Pourtant, de menus indices disséminés dès le départ laissent entrevoir quelques inspirations. Car si les figures tutélaires sont minées par le fardeau d’un passé sous le sceau de l’échec, la jeune garde laisse flotter un délicat parfum de sédition contre les figures de pouvoir, et des deux camps.
Ce n’est sans doute pas un hasard si l’intrigue majeure se concentre autour de deux vaisseaux amiraux, trop lourd pour pouvoir suffisamment manœuvrer, à court d’agilité ou de carburant. C’est dans les mouvements annexes que tout se joue, les écarts, les pas de côtés et les ratés. D’abord, par un humour qui frôle l’insolence, et qui passe plutôt bien : la réaction de Skywalker face au geste iconique qui clôturait l’épisode VII, par exemple, ou l’apparition d’un vaisseau qui se révèle un fer à repasser : Rian Johnson s’amuse et fait sien un terrain de jeu qui avait tout du continent intimidant, en cassant certaines reliques et en moquant certains dogmes. Les Derniers Jedi, c’est du fan sevice : toutes les théories délirantes sont mise à mal, jusqu’aux révélations tant attendues des origines de Rey.

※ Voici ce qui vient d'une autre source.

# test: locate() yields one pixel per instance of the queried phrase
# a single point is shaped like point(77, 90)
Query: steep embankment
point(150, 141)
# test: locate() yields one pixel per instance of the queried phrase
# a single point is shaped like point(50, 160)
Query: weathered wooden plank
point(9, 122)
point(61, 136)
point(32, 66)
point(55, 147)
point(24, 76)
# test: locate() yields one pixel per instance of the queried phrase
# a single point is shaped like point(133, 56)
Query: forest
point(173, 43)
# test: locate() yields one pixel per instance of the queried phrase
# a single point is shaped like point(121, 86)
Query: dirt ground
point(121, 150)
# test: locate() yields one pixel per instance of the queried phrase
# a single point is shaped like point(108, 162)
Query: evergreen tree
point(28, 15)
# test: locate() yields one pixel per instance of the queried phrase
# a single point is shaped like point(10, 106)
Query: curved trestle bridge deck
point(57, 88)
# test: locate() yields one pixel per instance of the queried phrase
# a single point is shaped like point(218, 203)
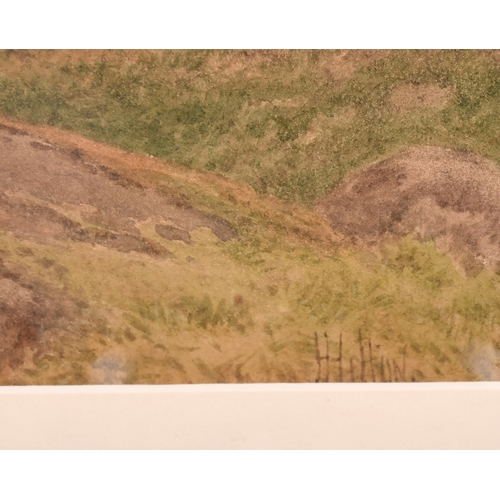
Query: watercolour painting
point(240, 216)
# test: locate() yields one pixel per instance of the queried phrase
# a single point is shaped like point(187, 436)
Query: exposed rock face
point(450, 196)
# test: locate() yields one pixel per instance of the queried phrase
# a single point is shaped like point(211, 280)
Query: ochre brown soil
point(42, 184)
point(52, 193)
point(449, 196)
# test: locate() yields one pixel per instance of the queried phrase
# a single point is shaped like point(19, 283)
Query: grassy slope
point(248, 309)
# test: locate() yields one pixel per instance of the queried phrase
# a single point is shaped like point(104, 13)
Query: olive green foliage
point(253, 125)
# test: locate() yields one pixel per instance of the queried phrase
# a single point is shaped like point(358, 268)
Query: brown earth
point(50, 193)
point(31, 313)
point(452, 197)
point(412, 96)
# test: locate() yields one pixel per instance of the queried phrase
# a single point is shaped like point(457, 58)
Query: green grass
point(251, 126)
point(248, 309)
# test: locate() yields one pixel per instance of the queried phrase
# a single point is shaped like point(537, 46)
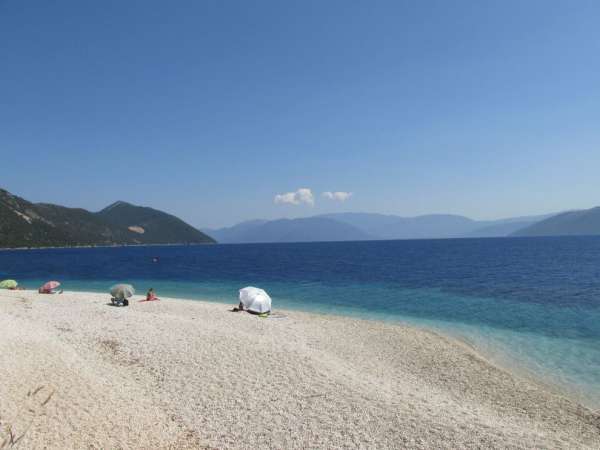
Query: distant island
point(367, 226)
point(26, 224)
point(572, 223)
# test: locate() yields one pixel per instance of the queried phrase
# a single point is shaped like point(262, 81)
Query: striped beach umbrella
point(48, 286)
point(8, 284)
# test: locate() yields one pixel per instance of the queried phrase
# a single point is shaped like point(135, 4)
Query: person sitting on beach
point(150, 295)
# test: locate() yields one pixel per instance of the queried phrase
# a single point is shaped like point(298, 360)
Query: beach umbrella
point(122, 291)
point(8, 284)
point(47, 287)
point(255, 300)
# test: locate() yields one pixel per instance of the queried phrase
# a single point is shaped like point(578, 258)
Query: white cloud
point(301, 196)
point(338, 196)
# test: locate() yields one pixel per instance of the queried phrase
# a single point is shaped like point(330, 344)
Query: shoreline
point(189, 374)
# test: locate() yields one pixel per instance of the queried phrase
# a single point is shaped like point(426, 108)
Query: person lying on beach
point(50, 291)
point(150, 296)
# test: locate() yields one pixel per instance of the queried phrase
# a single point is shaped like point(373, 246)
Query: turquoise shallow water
point(529, 304)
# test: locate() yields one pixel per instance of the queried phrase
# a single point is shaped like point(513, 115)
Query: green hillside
point(26, 224)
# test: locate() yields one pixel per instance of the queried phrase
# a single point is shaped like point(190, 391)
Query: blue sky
point(209, 109)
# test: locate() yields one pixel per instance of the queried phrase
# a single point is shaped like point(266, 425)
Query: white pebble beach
point(78, 373)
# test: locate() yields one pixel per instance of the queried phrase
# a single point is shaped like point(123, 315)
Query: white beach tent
point(255, 300)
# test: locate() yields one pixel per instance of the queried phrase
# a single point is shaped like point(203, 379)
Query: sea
point(530, 305)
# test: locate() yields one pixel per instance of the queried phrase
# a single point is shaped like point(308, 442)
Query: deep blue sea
point(530, 304)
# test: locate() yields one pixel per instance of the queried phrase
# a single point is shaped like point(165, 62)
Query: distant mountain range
point(26, 224)
point(366, 226)
point(572, 223)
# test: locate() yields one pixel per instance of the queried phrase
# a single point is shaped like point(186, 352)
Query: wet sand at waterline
point(78, 373)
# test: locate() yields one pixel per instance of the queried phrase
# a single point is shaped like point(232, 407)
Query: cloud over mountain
point(301, 196)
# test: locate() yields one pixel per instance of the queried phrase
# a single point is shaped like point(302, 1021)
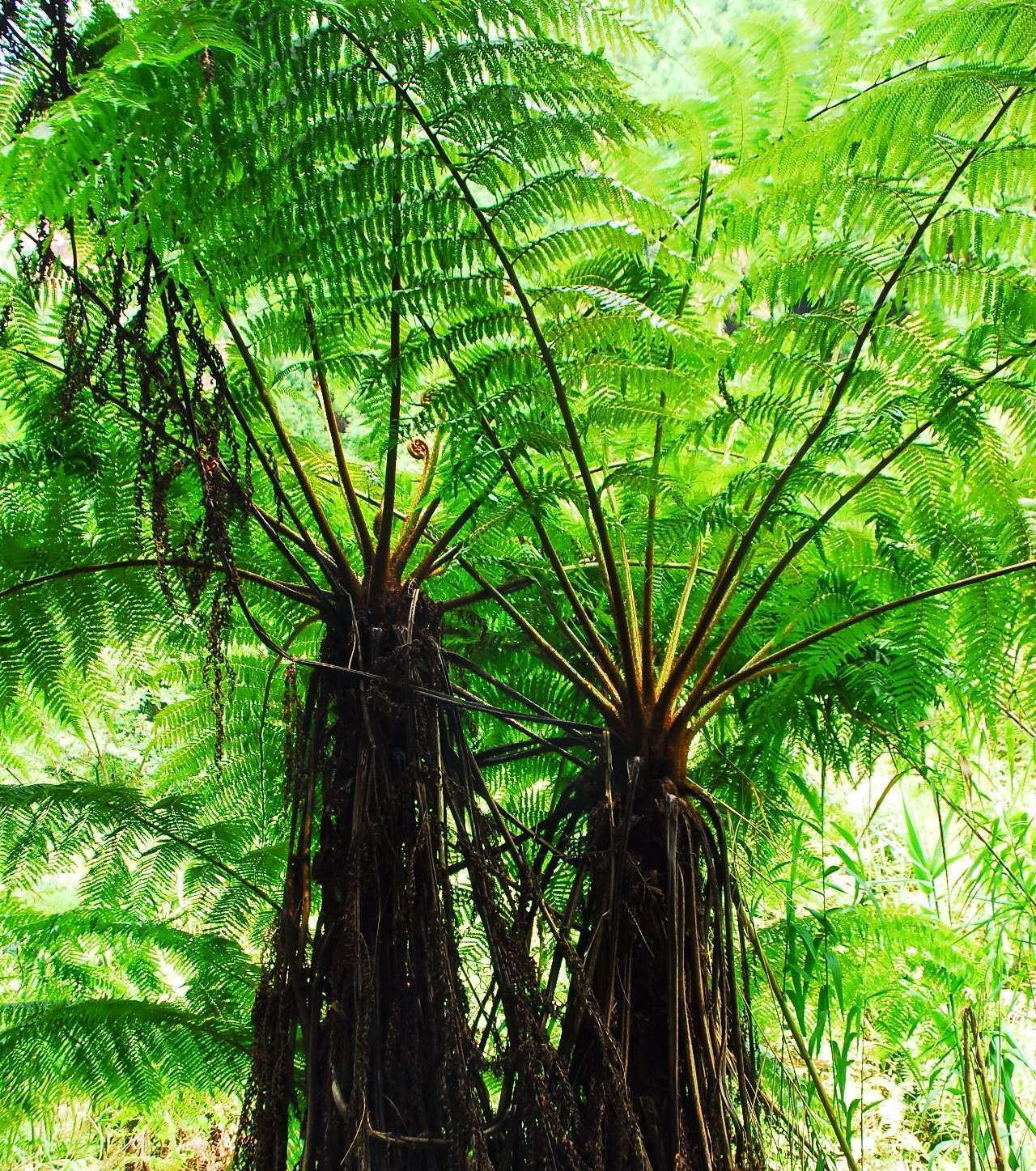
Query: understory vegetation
point(516, 609)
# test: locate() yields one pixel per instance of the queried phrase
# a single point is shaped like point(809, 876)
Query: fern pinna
point(351, 333)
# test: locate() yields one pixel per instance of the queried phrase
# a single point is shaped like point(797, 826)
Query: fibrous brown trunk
point(364, 1033)
point(664, 961)
point(372, 1011)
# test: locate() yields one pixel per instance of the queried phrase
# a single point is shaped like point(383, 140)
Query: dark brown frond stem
point(584, 652)
point(380, 571)
point(485, 595)
point(532, 512)
point(873, 86)
point(547, 649)
point(359, 527)
point(648, 597)
point(501, 685)
point(147, 359)
point(560, 393)
point(101, 567)
point(721, 586)
point(767, 664)
point(327, 532)
point(789, 555)
point(302, 537)
point(411, 534)
point(441, 544)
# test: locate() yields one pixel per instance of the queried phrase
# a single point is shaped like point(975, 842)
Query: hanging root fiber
point(660, 946)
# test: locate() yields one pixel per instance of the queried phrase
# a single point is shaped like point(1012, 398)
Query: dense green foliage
point(710, 429)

Le meilleur maître, c’est l’échec, assénera un des sages, questionnant la légende et laissant surtout entendre que pour mieux l’imprimer, il faut commencer par la brûler. Sans rien spoiler, reconnaissons que le rapport aux aînés est de ce point de vue salutaire, tout comme l’est le traitement réservé à la Force.
Et c’est aussi là que se joue l’atout du film : dans l’attente qu’il crée. Si elle est démesurée et que l’ensemble en pâtit indéniablement, force est de reconnaître qu’elle finit par se voir récompensée. Par un combat d’un graphisme assez rutilant avec une garde rapprochée qu’on croirait sortie d’un film de Kurosawa (voire de Jodorowsky), ce climax muet d'un vaisseau pourfendu, même si le ressort narratif rappelle un peu trop l'un des sommets de Rogue One, et, surtout, un final enfin digne de l’épique qu’on est en droit d’exiger de la saga.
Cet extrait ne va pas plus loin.